(a) Voom-SNM normalized TCGA samples (n=17 624) that were negative for crustacean virus hepandensovirus with zero classified reads in the original Kraken dataset with the most stringent decontamination approach. One sample contained two sequencing reads for Hepandensovirus, which has been omitted from this figure to illustrate inappropriate variation introduced by SNM. The colour of each point indicates the centre where the sample was sequenced and from where the resulting data were submitted [University of North Carolina, Harvard Medical School, Canada’s Michael Smith Genome Sciences Centre, Broat Institute MIT and Harvard, Baylor College of Medicine, Washington University School of Medicine, MD Anderson – Institute for Applied Cancer Science, Johns Hopkins/University of Southern California, MD Anderson RPPA Core Facility (Proteomics)]. The x-axis demonstrates cancer types using TCGA abbreviations as in Poore et al. [1]. This is a prominent concern, especially given how closely linked sequencing centre and disease type are (Table S3).
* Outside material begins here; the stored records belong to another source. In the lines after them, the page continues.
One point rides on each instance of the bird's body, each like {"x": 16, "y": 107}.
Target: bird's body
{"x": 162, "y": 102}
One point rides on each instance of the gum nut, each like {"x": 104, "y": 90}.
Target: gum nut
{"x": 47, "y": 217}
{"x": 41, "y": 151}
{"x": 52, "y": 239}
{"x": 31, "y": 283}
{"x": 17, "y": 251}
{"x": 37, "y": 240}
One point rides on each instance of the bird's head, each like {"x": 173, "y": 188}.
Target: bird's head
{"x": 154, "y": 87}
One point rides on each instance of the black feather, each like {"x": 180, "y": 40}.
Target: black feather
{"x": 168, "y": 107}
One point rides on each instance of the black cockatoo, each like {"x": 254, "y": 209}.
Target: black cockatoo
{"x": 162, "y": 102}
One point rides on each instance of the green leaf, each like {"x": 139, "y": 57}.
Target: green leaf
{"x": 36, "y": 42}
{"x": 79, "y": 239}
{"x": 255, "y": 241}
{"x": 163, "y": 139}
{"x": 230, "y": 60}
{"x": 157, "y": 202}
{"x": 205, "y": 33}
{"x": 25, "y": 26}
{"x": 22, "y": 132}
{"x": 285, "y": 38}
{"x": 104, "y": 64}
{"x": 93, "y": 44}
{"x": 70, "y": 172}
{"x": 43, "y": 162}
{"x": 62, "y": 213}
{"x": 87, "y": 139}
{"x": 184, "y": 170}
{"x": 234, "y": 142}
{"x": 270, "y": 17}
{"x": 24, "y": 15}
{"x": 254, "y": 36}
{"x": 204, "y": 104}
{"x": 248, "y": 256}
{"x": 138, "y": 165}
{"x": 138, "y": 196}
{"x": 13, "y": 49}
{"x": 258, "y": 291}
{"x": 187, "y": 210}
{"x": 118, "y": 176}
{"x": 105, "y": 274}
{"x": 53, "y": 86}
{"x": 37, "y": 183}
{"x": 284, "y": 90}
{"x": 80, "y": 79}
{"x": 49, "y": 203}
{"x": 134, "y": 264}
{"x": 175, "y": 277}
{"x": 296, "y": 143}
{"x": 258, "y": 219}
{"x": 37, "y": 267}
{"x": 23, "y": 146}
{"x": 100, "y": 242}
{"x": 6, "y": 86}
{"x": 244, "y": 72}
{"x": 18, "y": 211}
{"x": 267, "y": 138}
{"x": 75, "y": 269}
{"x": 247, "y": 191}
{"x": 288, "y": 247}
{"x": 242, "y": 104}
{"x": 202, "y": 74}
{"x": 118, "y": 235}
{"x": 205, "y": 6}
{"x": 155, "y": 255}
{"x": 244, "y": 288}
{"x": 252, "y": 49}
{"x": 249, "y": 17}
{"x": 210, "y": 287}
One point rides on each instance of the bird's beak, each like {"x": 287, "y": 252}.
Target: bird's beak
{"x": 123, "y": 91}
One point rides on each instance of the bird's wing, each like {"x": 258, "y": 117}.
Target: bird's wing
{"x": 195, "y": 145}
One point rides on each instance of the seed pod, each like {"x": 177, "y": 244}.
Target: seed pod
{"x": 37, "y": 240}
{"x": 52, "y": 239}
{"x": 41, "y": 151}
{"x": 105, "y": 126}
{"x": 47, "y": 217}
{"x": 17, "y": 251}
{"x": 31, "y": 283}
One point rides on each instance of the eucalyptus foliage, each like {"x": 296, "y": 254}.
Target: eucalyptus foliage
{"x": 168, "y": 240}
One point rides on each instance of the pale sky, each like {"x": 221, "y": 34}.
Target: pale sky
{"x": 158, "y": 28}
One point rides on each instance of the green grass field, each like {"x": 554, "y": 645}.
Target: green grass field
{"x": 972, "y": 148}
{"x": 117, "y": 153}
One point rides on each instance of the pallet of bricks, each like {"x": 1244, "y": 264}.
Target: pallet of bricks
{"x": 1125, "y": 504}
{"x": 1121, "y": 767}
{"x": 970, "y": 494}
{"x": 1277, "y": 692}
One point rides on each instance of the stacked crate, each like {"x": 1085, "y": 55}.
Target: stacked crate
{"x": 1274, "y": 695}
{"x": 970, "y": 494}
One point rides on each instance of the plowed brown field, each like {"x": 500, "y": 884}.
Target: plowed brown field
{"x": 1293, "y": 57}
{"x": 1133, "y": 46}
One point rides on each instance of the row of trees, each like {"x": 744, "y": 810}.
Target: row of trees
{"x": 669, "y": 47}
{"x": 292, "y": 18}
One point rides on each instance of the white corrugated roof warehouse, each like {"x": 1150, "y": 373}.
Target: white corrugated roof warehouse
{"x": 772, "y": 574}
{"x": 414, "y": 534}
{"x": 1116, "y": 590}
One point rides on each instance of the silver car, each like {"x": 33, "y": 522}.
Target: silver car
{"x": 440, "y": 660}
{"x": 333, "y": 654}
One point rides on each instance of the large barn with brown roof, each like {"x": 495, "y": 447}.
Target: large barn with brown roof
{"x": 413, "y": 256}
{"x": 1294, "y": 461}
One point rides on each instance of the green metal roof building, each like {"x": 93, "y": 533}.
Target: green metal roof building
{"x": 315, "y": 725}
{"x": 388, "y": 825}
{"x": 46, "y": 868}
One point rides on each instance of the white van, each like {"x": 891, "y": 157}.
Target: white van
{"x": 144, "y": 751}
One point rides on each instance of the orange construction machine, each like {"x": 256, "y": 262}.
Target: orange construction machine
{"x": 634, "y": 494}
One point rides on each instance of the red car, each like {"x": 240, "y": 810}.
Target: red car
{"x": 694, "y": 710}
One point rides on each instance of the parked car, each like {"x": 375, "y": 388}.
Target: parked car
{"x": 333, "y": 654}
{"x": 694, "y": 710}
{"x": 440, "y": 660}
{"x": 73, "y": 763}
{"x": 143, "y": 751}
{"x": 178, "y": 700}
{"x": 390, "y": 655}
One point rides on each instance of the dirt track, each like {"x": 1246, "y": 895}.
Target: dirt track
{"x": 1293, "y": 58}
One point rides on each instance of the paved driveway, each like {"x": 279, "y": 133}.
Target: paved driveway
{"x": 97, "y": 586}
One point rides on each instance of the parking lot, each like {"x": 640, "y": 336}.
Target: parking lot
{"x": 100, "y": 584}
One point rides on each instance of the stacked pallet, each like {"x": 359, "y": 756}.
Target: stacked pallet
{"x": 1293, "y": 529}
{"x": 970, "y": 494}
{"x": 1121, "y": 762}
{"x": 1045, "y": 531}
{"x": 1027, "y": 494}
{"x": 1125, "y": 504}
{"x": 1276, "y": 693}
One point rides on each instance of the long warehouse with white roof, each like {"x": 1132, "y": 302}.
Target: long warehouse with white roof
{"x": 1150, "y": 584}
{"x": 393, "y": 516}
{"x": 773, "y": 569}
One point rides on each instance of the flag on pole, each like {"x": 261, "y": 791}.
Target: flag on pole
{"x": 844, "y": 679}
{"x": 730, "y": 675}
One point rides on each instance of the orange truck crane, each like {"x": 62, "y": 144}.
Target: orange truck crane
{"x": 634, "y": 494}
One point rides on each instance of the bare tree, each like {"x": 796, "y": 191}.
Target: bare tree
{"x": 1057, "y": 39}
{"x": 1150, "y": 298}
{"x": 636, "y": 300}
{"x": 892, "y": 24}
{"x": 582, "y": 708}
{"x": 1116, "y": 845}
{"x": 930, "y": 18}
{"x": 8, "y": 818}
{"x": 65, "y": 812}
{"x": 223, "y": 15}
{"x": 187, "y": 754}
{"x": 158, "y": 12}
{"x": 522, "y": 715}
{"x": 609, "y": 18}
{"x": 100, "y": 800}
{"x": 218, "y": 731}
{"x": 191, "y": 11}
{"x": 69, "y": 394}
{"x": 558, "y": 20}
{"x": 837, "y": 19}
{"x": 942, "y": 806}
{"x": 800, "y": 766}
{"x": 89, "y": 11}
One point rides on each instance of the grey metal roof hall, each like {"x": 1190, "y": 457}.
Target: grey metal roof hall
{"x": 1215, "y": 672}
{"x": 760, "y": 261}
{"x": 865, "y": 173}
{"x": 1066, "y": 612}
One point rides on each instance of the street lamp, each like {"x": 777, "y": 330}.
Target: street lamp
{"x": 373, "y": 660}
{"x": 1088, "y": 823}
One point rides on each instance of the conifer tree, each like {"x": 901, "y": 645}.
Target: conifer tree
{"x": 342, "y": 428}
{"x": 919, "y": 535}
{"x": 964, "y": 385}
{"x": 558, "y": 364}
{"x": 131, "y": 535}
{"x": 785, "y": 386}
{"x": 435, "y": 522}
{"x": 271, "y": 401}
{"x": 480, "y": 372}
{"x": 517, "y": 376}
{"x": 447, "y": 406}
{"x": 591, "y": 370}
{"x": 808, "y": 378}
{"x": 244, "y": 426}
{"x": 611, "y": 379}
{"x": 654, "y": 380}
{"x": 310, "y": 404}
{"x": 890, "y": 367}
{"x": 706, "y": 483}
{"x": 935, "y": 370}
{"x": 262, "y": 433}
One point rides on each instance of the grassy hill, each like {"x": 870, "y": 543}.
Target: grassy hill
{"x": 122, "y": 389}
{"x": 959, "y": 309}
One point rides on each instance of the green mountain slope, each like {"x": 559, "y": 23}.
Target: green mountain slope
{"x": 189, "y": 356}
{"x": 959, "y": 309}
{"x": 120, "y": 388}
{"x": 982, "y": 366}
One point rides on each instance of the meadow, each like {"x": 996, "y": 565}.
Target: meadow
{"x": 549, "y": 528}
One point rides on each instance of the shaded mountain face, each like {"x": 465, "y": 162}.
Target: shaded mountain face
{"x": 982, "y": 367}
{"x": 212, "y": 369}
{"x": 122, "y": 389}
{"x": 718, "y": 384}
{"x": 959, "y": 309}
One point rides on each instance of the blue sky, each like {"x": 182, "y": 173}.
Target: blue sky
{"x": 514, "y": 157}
Raw (b) and Voom-SNM normalized (c)
Ignicoccus
values, which was deemed the most important feature for predicting prostate cancer (PCa) from all other cancer types (n=13 883 primary tumours). Median values are as follows: Kraken raw other 0, Kraken raw PCa 1, normalized other 4.49, normalized PCa 5.82. In both the raw and normalized cases, the distributions are significantly different (Wilcox signed rank-sum test P<2.2×10–16).